記事に書かれていることは嘘では無いけれど、でも大手だから必ず代替フライトがあるとは限らないですよね。例えば、羽田とか関空などのハブ空港になら、予備機の駐機もあるだろうけど、地方空港等でトラブルが発生すれば、そこで修理が完了するまで駐機するとか、交換部品の到着を待たないと行けないわけで、それで欠航やディレーする事があるのは、大手も同様。代替機があっても、それが元の機体と種類が違えば、パイロットだって交替しないと行けないから、機体があれば良いというわけでも無いだろうか。いくらANA/JALといった大手でも、同型機を複数待機させておく程の余力はそれほど無いだろうし。

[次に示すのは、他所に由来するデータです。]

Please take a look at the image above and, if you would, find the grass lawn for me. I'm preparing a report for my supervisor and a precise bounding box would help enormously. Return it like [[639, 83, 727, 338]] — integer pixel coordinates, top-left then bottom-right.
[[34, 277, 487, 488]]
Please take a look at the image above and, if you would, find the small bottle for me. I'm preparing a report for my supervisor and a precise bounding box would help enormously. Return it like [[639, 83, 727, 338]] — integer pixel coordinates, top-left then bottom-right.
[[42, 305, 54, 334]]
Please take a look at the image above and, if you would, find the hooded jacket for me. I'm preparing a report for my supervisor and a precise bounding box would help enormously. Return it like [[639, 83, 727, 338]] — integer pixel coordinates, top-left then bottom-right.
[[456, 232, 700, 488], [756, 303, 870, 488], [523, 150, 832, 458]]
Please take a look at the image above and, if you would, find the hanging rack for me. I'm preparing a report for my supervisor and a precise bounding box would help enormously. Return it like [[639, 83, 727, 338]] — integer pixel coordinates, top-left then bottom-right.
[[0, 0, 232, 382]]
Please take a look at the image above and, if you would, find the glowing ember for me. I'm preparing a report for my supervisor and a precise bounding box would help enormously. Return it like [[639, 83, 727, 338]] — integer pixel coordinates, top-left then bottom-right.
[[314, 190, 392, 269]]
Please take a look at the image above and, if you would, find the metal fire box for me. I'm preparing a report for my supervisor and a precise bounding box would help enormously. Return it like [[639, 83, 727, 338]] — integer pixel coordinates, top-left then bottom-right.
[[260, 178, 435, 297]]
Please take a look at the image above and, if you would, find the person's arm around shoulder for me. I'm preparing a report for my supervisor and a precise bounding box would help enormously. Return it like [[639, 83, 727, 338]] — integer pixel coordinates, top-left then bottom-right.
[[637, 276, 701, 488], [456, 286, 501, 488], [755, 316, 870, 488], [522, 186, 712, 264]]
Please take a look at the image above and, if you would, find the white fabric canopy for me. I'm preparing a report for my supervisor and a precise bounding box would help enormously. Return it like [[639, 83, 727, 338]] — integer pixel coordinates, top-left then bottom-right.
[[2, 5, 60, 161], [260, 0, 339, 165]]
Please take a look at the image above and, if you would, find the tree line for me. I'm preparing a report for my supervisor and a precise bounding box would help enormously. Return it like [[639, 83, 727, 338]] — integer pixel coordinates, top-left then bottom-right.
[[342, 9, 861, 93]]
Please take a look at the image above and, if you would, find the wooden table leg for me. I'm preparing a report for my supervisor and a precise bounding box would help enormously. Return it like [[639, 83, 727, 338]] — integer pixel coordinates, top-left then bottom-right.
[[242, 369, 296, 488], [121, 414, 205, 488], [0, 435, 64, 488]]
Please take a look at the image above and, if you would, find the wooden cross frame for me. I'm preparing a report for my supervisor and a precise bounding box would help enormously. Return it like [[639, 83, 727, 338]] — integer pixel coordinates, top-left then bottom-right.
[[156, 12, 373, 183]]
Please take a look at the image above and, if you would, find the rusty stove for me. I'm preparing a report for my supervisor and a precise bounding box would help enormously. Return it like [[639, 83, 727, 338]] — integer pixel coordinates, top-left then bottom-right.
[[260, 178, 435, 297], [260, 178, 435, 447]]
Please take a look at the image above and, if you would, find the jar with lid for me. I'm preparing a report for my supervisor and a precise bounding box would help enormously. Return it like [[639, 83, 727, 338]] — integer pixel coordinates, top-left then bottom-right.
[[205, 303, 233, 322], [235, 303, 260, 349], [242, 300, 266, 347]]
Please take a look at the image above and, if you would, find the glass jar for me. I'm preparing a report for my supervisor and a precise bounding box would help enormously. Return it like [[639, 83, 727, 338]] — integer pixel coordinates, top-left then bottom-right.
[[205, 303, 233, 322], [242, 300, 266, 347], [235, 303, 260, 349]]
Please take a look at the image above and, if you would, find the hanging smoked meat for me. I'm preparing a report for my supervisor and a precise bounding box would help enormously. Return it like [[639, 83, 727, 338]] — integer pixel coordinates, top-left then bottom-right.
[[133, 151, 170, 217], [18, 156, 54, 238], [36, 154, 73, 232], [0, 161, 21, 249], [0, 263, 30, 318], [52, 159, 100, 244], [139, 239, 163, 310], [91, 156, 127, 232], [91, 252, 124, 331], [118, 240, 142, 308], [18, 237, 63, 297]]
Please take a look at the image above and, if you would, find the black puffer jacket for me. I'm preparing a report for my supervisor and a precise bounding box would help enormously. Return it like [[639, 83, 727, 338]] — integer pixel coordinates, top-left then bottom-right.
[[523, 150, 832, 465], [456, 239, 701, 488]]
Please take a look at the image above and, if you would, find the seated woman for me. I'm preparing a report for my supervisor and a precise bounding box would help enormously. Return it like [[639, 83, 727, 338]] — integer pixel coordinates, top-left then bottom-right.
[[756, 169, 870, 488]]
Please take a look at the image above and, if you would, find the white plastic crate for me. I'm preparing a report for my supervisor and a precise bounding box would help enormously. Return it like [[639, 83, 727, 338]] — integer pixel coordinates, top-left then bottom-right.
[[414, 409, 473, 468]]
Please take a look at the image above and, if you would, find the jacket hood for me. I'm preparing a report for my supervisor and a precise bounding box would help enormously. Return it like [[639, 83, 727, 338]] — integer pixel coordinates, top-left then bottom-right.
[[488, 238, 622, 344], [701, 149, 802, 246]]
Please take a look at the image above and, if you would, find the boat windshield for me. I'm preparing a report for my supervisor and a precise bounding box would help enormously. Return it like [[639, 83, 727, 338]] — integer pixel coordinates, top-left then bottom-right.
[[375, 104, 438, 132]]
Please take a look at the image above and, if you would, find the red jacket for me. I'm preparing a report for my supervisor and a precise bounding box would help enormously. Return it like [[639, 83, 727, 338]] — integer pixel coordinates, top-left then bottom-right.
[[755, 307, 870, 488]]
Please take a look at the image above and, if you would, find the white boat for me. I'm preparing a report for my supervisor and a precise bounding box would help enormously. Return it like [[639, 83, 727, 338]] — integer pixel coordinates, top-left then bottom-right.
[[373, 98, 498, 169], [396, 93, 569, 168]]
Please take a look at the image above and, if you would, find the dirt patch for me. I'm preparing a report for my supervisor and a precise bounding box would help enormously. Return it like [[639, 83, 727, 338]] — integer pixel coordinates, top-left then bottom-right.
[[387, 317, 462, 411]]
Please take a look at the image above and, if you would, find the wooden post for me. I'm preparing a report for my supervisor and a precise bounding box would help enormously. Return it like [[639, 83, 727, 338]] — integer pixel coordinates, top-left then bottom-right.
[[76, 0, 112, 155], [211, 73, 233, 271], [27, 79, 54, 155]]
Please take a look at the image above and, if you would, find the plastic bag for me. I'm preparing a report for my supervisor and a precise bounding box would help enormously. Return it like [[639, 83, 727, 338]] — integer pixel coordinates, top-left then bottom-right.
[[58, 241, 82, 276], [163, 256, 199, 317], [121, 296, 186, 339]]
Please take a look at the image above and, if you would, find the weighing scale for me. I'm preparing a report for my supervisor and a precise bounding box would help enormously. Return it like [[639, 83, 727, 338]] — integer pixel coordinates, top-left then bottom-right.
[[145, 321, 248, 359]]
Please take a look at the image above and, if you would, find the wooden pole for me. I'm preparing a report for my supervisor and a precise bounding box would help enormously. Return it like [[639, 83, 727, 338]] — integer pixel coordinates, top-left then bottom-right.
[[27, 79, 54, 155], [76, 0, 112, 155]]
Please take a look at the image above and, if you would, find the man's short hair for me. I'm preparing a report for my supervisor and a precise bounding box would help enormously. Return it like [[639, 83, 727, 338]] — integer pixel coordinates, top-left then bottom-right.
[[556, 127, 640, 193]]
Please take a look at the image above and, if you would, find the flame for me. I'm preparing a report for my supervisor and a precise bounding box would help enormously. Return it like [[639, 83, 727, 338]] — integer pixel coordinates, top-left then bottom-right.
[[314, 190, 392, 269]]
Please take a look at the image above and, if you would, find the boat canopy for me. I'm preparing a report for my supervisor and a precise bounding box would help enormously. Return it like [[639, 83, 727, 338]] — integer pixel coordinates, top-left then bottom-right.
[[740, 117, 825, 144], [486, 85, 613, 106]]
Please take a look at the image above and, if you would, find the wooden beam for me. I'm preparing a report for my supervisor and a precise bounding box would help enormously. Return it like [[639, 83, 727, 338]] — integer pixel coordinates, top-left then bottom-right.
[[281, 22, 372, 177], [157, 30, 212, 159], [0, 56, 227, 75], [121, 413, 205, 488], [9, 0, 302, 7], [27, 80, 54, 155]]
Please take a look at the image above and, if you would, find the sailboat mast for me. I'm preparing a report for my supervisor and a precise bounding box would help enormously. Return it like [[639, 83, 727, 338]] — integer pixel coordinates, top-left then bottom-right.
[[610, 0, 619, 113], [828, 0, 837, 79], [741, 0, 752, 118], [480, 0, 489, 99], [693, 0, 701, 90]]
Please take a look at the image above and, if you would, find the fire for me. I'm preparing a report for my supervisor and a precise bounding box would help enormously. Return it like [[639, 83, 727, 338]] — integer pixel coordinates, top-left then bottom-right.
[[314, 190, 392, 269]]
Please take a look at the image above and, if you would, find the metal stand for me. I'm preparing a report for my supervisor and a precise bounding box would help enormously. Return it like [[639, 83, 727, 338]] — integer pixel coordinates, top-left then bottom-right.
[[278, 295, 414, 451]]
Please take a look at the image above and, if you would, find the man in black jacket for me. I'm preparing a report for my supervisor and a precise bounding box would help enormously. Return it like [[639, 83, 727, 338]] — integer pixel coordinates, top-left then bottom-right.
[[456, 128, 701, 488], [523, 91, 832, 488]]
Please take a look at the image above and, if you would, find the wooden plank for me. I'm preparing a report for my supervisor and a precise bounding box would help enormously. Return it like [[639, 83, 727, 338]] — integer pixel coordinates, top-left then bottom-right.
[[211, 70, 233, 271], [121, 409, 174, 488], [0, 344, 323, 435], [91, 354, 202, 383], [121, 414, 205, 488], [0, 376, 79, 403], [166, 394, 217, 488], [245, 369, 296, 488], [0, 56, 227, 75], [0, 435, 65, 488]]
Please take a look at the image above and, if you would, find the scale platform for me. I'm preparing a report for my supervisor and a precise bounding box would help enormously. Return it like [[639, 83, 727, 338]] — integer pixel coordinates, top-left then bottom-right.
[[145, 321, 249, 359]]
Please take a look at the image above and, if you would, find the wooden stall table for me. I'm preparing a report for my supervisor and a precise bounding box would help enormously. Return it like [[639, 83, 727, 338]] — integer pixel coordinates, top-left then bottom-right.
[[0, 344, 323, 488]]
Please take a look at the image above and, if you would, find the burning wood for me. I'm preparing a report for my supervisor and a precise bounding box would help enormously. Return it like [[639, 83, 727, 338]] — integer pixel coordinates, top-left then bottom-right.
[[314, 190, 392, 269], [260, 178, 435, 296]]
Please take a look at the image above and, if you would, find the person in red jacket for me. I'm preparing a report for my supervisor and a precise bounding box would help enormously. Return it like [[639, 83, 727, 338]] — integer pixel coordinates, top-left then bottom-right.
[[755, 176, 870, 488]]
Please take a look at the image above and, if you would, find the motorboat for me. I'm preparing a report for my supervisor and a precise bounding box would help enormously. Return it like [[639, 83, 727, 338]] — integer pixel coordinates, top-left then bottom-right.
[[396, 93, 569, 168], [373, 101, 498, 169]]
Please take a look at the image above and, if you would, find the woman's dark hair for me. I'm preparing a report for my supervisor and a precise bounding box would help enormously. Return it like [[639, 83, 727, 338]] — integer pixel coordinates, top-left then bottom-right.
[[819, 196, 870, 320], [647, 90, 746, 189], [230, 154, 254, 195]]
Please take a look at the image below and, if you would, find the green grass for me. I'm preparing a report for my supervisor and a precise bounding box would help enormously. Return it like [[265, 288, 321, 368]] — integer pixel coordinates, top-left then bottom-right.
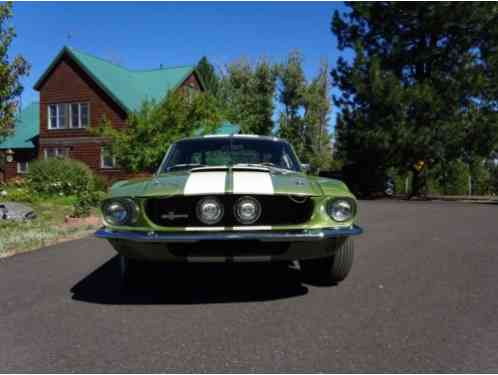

新聞記事もちょっと不親切だなと思うのは、記事に書かれているジェットスター就航初日の最終便欠航の件。確かにターンアラウンド時の遅れの蓄積で、新千歳発の最終便が1時間半近く遅れたのは事実だろうけれど、それで欠航しなければいけない理由は成田空港が閉まってしまうからなんですよね。つまり、24時間空港とは言わないまでも、もう少し成田の運用が柔軟であれば、遅れてはいたかもしれないけれど、欠航しなくても済んだ可能性も大きいと思います。発着枠や東京近郊というロケーションの関係で成田を使わざるを得ないんだろうけど、本来LCCはもっと有利な空港を選択して、大手の隙間を狙って参入し、それを広げてビジネススキームを作るもの。LCCだけの責任で無く、航空行政にとってもまだ課題があると言うことをもう少し主張しても良かったのではと感じるんですが。

高速鉄道網が、多分世界で一番発達している日本ではあるけれど、それでも新幹線で3時間を超える距離移動の時には、やはり飛行機利用が便利。東京を基点した場合ですらそうだから、地方と地方を結ぶ場合なら、さらにそのニースはあると思うんですね。ただ、LCCと言うビジネススタイルに慣れていない日本人、特に飛行機に乗り慣れていない地方の人間にとっては、4時間の移動が半分になると言われても、やっぱり使い慣れだ電車旅を選んでしまうもの。その既成概念をどうしたら破れるのかと言うと、やはりコスト(=価格)というのは大きな魅力だと思うんですよね。その為にも、新規LCCは勿論、地元のFDA等のリージョナルジェットにも頑張って貰って「飛行機」という移動手段に、もっと日本人が慣れることが必要だなと感じます。アメリカ人なんて、本当日本で言う新幹線どころか、乗り合いバス間隔で使ってますからね。